内容紹介
●内容紹介
本書は、サッカーがうまくなるための指導法と練習メニューをまとめた、コーチングの教科書です。特にジュニア期の選手を指導する際に気をつけて欲しい、「コーチング」「コーディネーション」「言語技術」の3つのキーワードについてまとめました。
では、サッカーに必要な能力とは何でしょうか?
「サッカーの技術」が必要なことはもちろんです。ただし、選手にすぐに答えを与えるのはNG。指導者が選手に問いかけ、ヒントを与えることが重要です。選手自身が工夫するような環境を与えなければ、なかなか選手の技術は向上しません。サッカーの技術は、選手を導く「コーチング」の技術にかっているのです。

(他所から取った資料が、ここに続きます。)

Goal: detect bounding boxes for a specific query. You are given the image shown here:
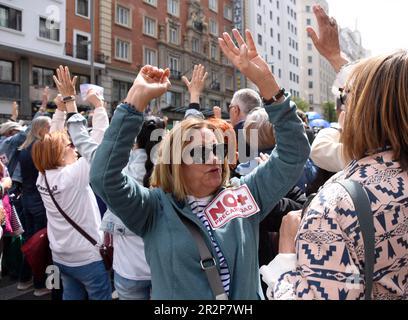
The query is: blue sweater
[90,96,310,300]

また、技術の基盤となる「運動能力」、状況に応じて的確に判断するための「考える力」も同じようにサッカーに必要な能力です。
たとえば、チームの中にいくら練習してもがうまくならない選手はいませんか? そういった選手は「サッカーの技術」のような専門性の高い技術を身につける前に、基礎的な「運動能力=コーディネーション」を身につける必要があるかもしれません。
たとえば、チームの中に、ボールの扱いはうまいけど、自分勝手なプレーばかりする選手はいませんか? 自分がボールを持ったときに、フリーな味方がいるにもかかわらず、常にドリブルで突破しようとする選手です。そういった選手は、「サッカーの技術」の前に、「考える力=言語技術」を身につける必要があるでしょう。

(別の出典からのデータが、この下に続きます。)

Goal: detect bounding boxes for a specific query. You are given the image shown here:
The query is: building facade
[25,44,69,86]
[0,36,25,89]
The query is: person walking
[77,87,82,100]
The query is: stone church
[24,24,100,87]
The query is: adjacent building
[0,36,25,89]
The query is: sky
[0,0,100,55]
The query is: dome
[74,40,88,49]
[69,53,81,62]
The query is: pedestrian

本書では、この3つの能力を伸ばすための指導法や練習メニューをまとめています。
●目次
ジュニアサッカーで子どもを育てるために
・指導者が知っておくべきこと
・保護者が知っておくべきこと
1章 選手を導くコーチング
2章 運動能力を伸ばすコーディネーション
3章 考える力を伸ばす言語技術
特別対談 三森ゆりか×島田信幸
ジュニア世代の3つの身体ケア
【言語技術とは…】
今、サッカーでは、状況に応じて的確に判断するための「考える力」が求められています。その「考える力」を磨くトレーニングが、言語技術トレーニングなのです。日本サッカー界のコミュニケーション不足が叫ばれる今、日本サッカー協会でも、JFAアカデミーを中心に言語技術教育を取り入れています。
言語技術とは、Language Artsの訳語です。定義すると、「論理的に考えて、相手が理解できるように分かりやすく表現すること」です。ヨーロッパはもちろん北米や南米では、「国語」=「言語技術」を意味していて、小学校の低学年から、当たり前のように刷り込まれています。
一方、日本ではこの教育が長い間なされていませんでした。「察し」や「あうんの呼吸」、「以心伝心」が美点とされてきたので、考えて、言葉で表現するという能動的なコミュニケーションが重要視されていなかったのが一因かもしれません。
内容(「BOOK」データベースより)
選手を導く声のかけ方。運動神経UP。考える力、判断力を伸ばす。JFAアカデミーに学ぶ、世界基準のコーチングメソッド。